Good news, everyone! The wedding is off, according to this report from Ellen Nakashima for the Washington Post.
The American defense firm L3Harris has ended talks with blacklisted Israeli spyware company, NSO Group, to buy the firm’s hacking tools following intelligence and security concerns raised by the Biden administration, according to people familiar with the matter.
Shortly after news reports were released last month about administration concerns regarding the talks, L3Harris told the U.S. government it was no longer pursuing the acquisition of NSO’s spyware capabilities, a U.S. official said.
It didn’t take long for the Biden Administration to respond to initial reports of the proposed acquisition. Given that this administration was the one to sanction NSO for its decision to sell malware to abusive governments, it was unsurprising White House officials greeted the news with “oh hell no” statements indicating the federal government would do what it could to prevent this from happening.
Selling malware to human rights abusers is easy. Trying to make this dubious partnership work when one of the principals is forbidden by the Commerce Department from utilizing or purchasing US hardware/software was always going to be a logistical nightmare.
And it was unlikely to work even if, as L3Harris claims, the company had the support of Defense Department officials.
[F]ive people familiar with the negotiations said that the L3Harris team had brought with them a surprising message that made a deal seem possible. American intelligence officials, they said, quietly supported its plans to purchase NSO, whose technology over the years has been of intense interest to many intelligence and law enforcement agencies around the world, including the F.B.I. and the C.I.A.

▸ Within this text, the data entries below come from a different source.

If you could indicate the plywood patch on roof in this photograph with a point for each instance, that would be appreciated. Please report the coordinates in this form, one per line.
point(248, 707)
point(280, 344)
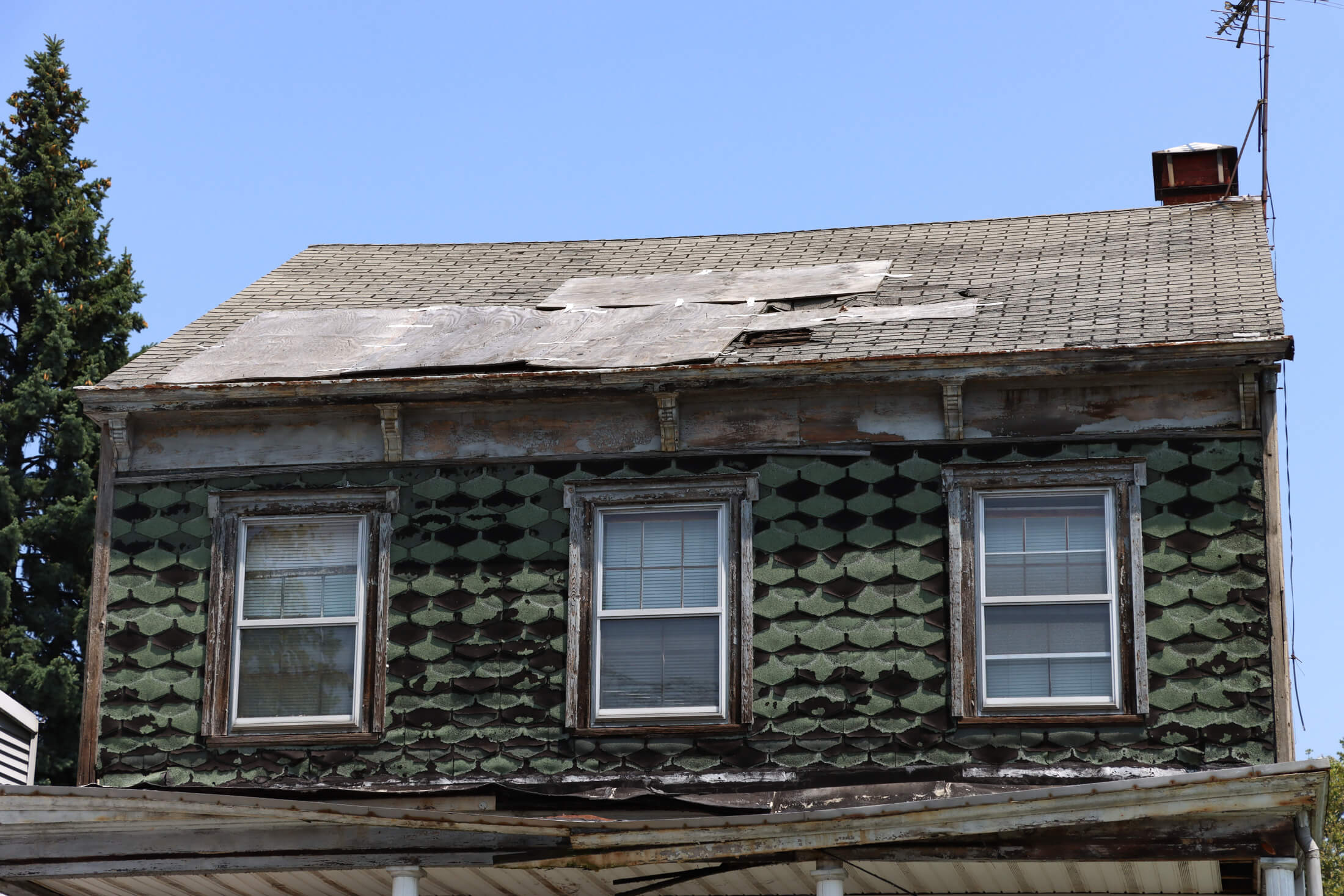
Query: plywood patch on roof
point(862, 313)
point(332, 343)
point(710, 285)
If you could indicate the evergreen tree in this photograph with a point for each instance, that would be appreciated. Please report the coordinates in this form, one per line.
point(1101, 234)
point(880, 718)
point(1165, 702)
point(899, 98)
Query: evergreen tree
point(65, 319)
point(1332, 845)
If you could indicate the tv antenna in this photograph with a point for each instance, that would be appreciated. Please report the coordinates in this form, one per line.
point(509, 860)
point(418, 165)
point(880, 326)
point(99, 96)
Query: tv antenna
point(1238, 16)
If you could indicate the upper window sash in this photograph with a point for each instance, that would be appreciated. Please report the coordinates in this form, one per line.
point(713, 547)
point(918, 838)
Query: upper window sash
point(1106, 598)
point(715, 611)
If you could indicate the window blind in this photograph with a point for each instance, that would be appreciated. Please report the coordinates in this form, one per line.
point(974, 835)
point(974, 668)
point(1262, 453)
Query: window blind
point(299, 571)
point(1045, 546)
point(660, 663)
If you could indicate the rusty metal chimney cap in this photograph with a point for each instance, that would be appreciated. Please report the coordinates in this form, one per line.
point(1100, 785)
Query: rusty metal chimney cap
point(1194, 148)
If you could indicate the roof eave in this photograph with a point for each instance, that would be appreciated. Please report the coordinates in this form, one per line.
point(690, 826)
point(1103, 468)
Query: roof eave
point(1145, 356)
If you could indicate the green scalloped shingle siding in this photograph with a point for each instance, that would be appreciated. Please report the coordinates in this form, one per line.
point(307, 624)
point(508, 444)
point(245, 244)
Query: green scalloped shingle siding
point(850, 645)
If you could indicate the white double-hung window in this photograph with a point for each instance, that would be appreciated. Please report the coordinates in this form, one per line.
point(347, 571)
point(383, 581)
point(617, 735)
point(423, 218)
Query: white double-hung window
point(659, 637)
point(296, 650)
point(1049, 605)
point(1046, 590)
point(659, 621)
point(300, 621)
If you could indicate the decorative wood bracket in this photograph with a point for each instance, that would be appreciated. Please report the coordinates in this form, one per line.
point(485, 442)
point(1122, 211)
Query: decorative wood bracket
point(952, 409)
point(1247, 386)
point(119, 433)
point(392, 417)
point(670, 421)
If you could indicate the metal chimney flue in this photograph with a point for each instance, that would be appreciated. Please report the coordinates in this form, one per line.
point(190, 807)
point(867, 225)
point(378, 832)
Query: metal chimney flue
point(1194, 173)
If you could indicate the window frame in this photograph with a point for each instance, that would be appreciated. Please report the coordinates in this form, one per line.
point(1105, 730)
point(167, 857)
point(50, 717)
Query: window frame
point(965, 487)
point(589, 501)
point(721, 611)
point(230, 514)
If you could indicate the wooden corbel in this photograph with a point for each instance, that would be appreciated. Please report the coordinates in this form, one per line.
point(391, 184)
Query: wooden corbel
point(119, 433)
point(952, 409)
point(670, 421)
point(392, 420)
point(1247, 386)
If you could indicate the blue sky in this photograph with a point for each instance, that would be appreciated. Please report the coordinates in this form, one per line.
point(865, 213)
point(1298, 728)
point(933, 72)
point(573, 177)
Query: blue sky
point(238, 133)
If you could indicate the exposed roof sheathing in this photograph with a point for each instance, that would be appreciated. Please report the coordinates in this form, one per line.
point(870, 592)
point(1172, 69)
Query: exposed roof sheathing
point(1143, 275)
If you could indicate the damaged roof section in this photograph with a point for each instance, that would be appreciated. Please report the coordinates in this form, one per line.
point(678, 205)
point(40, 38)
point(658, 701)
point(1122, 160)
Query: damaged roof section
point(335, 343)
point(710, 285)
point(1197, 273)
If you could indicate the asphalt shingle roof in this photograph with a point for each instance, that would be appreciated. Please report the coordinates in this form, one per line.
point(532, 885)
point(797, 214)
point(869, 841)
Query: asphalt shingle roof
point(1141, 275)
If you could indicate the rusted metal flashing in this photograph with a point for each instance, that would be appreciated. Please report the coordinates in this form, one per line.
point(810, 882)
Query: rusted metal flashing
point(952, 409)
point(96, 641)
point(392, 422)
point(670, 421)
point(1281, 661)
point(960, 483)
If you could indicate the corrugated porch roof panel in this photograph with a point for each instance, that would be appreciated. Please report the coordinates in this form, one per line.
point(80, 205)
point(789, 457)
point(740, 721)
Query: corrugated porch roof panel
point(769, 880)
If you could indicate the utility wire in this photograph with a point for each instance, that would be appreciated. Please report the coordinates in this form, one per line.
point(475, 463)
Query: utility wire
point(1292, 581)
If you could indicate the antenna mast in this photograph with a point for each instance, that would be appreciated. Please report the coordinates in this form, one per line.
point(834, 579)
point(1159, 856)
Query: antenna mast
point(1264, 116)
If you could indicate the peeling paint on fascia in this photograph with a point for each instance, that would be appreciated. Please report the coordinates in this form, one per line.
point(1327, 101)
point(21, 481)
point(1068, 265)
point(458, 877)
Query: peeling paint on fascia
point(878, 423)
point(1125, 425)
point(1101, 773)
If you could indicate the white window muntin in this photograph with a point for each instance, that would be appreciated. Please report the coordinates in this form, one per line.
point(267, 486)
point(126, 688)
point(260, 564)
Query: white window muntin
point(1111, 598)
point(720, 613)
point(358, 620)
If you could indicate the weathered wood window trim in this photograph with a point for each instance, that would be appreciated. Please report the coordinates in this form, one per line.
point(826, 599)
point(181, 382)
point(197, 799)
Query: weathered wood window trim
point(226, 511)
point(586, 500)
point(1124, 477)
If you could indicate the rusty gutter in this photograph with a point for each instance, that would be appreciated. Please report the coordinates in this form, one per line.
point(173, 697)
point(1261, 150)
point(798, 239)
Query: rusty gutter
point(1187, 355)
point(160, 801)
point(1140, 785)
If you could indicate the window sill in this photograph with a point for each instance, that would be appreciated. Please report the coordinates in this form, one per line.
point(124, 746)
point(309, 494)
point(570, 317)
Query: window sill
point(296, 739)
point(1056, 719)
point(664, 731)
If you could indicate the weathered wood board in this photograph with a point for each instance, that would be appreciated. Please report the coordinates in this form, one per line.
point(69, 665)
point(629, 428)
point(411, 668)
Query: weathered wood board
point(707, 420)
point(1120, 405)
point(761, 284)
point(862, 315)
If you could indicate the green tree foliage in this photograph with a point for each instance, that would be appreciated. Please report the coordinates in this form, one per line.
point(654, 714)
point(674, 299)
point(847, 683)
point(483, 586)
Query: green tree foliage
point(1332, 845)
point(65, 319)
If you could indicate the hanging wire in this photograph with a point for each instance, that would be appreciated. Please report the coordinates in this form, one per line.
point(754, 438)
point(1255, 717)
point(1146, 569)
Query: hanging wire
point(889, 883)
point(1292, 581)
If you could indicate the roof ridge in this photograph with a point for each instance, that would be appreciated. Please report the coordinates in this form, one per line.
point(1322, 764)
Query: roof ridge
point(811, 230)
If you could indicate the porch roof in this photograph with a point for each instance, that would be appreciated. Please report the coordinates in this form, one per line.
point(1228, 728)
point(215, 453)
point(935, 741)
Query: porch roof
point(1161, 834)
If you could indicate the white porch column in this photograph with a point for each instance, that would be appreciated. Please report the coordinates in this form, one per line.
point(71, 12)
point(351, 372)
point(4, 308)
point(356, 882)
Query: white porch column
point(830, 875)
point(1279, 876)
point(406, 879)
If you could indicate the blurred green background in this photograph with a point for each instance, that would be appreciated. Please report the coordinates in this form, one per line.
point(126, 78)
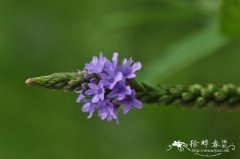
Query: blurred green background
point(178, 42)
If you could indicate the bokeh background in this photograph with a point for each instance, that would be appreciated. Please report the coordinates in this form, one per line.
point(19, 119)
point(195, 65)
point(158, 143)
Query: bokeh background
point(178, 42)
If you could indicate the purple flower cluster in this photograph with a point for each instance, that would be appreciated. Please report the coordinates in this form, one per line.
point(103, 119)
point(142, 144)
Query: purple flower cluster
point(107, 88)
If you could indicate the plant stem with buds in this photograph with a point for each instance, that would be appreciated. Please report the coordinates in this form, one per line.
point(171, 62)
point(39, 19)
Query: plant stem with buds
point(224, 96)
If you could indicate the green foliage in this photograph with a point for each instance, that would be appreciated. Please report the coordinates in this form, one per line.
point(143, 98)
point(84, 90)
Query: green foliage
point(187, 51)
point(230, 17)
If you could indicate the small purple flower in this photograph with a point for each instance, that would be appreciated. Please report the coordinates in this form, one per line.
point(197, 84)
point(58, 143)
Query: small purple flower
point(97, 91)
point(120, 91)
point(130, 101)
point(90, 108)
point(127, 70)
point(111, 79)
point(107, 110)
point(96, 65)
point(106, 87)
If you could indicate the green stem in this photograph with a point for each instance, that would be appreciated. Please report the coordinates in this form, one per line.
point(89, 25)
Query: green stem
point(196, 95)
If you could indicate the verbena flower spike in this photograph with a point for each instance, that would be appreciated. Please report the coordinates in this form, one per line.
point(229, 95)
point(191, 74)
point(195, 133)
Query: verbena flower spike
point(104, 86)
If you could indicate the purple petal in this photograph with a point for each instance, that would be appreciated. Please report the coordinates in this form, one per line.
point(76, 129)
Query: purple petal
point(80, 98)
point(93, 86)
point(137, 104)
point(86, 107)
point(126, 108)
point(136, 66)
point(96, 98)
point(89, 92)
point(115, 59)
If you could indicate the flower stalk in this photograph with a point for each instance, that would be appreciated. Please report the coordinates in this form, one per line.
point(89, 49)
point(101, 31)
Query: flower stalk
point(195, 95)
point(104, 86)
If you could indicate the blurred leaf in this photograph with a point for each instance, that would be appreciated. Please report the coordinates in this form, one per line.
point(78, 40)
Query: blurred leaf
point(186, 52)
point(230, 20)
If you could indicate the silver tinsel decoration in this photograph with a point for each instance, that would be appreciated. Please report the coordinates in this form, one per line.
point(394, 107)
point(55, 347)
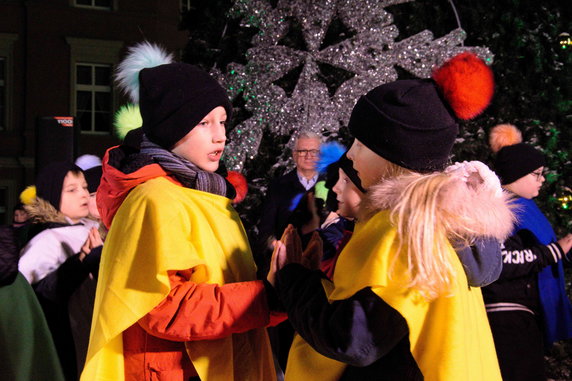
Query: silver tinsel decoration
point(371, 54)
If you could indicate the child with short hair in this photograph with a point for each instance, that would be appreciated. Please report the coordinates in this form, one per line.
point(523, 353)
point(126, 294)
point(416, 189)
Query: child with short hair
point(52, 261)
point(528, 307)
point(400, 306)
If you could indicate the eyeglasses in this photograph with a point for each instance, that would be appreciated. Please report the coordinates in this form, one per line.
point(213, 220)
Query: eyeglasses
point(307, 152)
point(537, 174)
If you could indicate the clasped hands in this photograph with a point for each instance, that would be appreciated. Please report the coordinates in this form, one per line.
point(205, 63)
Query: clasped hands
point(289, 250)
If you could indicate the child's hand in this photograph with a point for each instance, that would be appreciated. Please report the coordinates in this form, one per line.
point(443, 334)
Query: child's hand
point(566, 243)
point(314, 222)
point(93, 240)
point(312, 256)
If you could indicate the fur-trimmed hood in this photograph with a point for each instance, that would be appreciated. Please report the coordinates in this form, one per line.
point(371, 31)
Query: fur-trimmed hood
point(41, 212)
point(469, 200)
point(45, 216)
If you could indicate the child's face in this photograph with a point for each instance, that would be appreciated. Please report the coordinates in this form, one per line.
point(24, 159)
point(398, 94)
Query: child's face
point(370, 166)
point(204, 144)
point(74, 197)
point(529, 185)
point(349, 196)
point(92, 206)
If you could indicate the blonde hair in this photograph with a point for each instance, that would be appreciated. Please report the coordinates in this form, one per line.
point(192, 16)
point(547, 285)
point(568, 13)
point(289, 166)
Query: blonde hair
point(429, 210)
point(424, 233)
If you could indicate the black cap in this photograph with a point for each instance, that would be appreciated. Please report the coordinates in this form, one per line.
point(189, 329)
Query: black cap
point(516, 161)
point(406, 122)
point(173, 98)
point(50, 181)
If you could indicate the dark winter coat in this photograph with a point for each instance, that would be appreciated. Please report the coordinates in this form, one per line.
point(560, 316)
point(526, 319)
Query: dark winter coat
point(517, 286)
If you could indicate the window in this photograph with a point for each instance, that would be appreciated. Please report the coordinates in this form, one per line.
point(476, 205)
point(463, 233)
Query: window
point(95, 4)
point(6, 78)
point(8, 198)
point(185, 5)
point(93, 97)
point(92, 94)
point(2, 93)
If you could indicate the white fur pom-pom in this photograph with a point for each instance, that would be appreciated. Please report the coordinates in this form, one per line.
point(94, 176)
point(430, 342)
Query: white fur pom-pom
point(141, 56)
point(475, 173)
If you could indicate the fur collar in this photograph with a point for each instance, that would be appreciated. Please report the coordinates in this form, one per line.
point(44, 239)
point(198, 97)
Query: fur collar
point(41, 211)
point(468, 206)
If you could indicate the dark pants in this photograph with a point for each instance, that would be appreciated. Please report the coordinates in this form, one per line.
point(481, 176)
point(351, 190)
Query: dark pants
point(518, 342)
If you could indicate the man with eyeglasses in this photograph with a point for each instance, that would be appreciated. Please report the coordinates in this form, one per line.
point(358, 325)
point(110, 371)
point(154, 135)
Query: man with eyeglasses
point(276, 214)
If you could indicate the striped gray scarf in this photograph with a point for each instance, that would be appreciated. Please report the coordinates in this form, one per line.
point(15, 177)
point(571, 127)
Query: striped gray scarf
point(186, 172)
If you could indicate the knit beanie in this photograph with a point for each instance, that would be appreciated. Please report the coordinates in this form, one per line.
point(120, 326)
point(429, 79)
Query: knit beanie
point(50, 181)
point(413, 123)
point(347, 166)
point(516, 161)
point(173, 98)
point(513, 159)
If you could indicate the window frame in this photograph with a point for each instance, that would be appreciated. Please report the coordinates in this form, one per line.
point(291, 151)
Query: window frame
point(96, 52)
point(7, 41)
point(112, 5)
point(93, 89)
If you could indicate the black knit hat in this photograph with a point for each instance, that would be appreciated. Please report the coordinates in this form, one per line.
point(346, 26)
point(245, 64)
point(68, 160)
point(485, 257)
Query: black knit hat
point(413, 123)
point(515, 161)
point(347, 166)
point(173, 98)
point(407, 123)
point(50, 181)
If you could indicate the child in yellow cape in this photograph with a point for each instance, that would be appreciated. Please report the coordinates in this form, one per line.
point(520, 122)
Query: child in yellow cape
point(399, 306)
point(177, 296)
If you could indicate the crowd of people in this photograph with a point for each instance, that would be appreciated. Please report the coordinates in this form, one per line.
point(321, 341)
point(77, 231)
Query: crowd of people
point(383, 262)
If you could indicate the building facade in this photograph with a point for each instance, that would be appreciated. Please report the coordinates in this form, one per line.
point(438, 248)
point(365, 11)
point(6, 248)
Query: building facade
point(57, 59)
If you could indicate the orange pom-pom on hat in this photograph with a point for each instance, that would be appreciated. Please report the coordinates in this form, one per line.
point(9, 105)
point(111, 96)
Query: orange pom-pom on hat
point(414, 122)
point(503, 135)
point(467, 84)
point(239, 183)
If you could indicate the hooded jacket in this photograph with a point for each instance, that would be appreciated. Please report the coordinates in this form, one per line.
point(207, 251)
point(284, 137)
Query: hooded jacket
point(50, 262)
point(177, 295)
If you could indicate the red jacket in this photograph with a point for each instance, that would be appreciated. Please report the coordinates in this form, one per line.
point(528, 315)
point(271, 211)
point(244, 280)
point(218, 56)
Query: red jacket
point(154, 347)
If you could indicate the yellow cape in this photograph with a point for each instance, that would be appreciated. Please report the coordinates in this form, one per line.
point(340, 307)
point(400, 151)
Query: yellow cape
point(159, 227)
point(450, 336)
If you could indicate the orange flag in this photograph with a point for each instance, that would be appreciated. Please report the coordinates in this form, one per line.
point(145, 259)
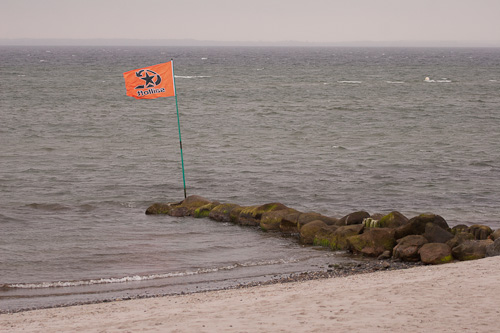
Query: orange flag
point(151, 82)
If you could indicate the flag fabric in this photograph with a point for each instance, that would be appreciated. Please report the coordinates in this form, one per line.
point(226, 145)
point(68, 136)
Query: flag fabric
point(151, 82)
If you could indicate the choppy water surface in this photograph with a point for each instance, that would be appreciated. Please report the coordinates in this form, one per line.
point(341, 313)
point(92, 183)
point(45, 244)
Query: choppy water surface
point(331, 130)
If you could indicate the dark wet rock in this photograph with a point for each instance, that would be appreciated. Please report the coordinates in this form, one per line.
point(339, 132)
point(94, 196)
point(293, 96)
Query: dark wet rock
point(435, 253)
point(353, 218)
point(459, 238)
point(408, 247)
point(495, 235)
point(305, 218)
point(493, 249)
point(392, 220)
point(373, 242)
point(309, 231)
point(480, 232)
point(459, 228)
point(222, 213)
point(416, 225)
point(436, 234)
point(471, 250)
point(271, 221)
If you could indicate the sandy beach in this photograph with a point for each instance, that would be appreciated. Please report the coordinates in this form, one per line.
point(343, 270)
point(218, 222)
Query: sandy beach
point(462, 296)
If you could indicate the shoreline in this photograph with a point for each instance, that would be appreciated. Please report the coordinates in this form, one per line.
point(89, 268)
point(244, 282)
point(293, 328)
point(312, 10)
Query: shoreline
point(344, 269)
point(445, 298)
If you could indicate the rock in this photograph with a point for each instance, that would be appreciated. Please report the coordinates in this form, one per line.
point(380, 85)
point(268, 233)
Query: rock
point(309, 231)
point(436, 234)
point(408, 247)
point(271, 221)
point(338, 239)
point(471, 250)
point(354, 218)
point(493, 249)
point(160, 208)
point(480, 232)
point(251, 215)
point(305, 218)
point(495, 235)
point(204, 211)
point(416, 225)
point(459, 239)
point(385, 255)
point(435, 253)
point(222, 213)
point(459, 228)
point(392, 220)
point(373, 242)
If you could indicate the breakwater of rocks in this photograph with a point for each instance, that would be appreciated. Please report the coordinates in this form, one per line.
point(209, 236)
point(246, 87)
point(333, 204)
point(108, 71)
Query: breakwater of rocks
point(425, 238)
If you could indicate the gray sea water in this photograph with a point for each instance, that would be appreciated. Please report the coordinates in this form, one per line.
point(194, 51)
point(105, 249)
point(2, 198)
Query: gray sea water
point(331, 130)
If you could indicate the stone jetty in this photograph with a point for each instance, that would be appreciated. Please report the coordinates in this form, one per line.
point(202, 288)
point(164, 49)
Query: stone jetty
point(427, 237)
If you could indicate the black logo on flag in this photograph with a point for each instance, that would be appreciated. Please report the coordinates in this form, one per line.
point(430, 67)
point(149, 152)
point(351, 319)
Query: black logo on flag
point(151, 79)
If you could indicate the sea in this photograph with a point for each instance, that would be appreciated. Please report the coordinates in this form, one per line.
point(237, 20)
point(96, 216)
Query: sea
point(322, 129)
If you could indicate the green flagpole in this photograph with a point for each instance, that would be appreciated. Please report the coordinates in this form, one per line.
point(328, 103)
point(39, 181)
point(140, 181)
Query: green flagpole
point(179, 126)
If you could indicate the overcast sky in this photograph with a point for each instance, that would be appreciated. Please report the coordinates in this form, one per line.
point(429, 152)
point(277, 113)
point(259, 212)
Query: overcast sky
point(255, 20)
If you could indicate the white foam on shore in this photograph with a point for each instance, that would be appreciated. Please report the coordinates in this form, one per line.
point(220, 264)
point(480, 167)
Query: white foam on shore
point(137, 278)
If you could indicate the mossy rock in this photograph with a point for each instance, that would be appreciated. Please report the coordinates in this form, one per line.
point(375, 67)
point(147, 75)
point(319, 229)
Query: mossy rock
point(309, 231)
point(338, 239)
point(435, 253)
point(159, 208)
point(306, 218)
point(251, 215)
point(271, 221)
point(373, 242)
point(480, 232)
point(353, 218)
point(204, 211)
point(392, 220)
point(222, 212)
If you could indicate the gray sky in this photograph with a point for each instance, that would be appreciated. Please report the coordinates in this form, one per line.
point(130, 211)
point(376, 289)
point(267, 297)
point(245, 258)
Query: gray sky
point(255, 20)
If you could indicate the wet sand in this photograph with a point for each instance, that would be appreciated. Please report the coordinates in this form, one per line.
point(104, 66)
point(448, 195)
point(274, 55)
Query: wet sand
point(447, 298)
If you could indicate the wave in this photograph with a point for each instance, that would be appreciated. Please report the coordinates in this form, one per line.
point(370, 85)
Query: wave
point(191, 76)
point(349, 81)
point(138, 278)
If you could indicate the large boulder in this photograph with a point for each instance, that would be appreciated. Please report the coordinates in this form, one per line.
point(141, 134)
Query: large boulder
point(459, 239)
point(324, 236)
point(471, 250)
point(309, 231)
point(251, 215)
point(408, 246)
point(271, 221)
point(480, 232)
point(493, 249)
point(373, 242)
point(337, 240)
point(435, 253)
point(306, 218)
point(459, 228)
point(495, 235)
point(222, 213)
point(416, 225)
point(392, 220)
point(436, 234)
point(353, 218)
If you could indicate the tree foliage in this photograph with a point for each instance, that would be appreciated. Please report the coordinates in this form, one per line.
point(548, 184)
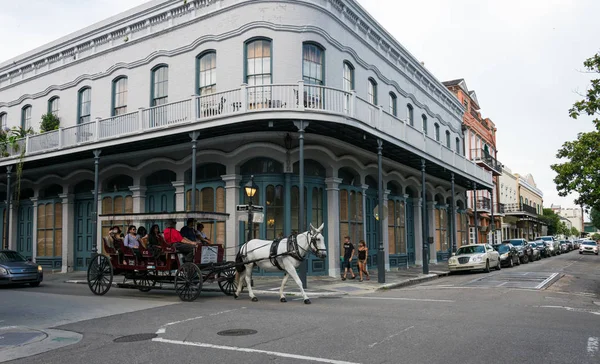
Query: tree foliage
point(580, 159)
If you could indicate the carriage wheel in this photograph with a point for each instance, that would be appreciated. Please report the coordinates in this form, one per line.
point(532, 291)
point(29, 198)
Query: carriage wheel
point(146, 282)
point(227, 282)
point(188, 282)
point(100, 274)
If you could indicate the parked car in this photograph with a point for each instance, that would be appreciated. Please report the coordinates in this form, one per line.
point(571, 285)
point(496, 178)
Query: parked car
point(552, 244)
point(537, 254)
point(524, 249)
point(509, 256)
point(474, 257)
point(588, 246)
point(15, 269)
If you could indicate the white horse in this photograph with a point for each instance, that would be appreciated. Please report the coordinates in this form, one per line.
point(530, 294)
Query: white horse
point(258, 252)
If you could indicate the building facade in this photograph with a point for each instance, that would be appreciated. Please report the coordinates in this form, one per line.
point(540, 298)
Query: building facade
point(234, 85)
point(484, 209)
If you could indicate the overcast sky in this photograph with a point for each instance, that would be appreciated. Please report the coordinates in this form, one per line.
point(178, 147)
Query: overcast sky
point(522, 57)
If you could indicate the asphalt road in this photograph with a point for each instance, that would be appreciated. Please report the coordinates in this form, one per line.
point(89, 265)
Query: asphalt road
point(464, 318)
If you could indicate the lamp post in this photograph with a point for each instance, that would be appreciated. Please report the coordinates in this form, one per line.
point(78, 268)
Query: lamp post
point(250, 189)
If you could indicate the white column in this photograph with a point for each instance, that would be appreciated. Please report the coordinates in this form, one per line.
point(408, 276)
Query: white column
point(432, 232)
point(333, 225)
point(34, 231)
point(68, 231)
point(232, 225)
point(386, 237)
point(418, 231)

The NSA and DIA (Defense Intelligence Agency) would be the most likely supporters of a deal that would make NSO malware an American product — a move that could possibly limit sales to more problematic governments around the world. Then again, almost every president in recent years has maintained at least cordial relationships with notorious human rights abusers like the United Arab Emirates, Saudi Arabia, Turkey, and, until very recently, Russia.
NSO still wants off the Commerce Department blacklist, though. And it’s spending a lot of money on lobbyists to get that accomplished. But for now, NSO remains without a prospective partner or clear plan for the future.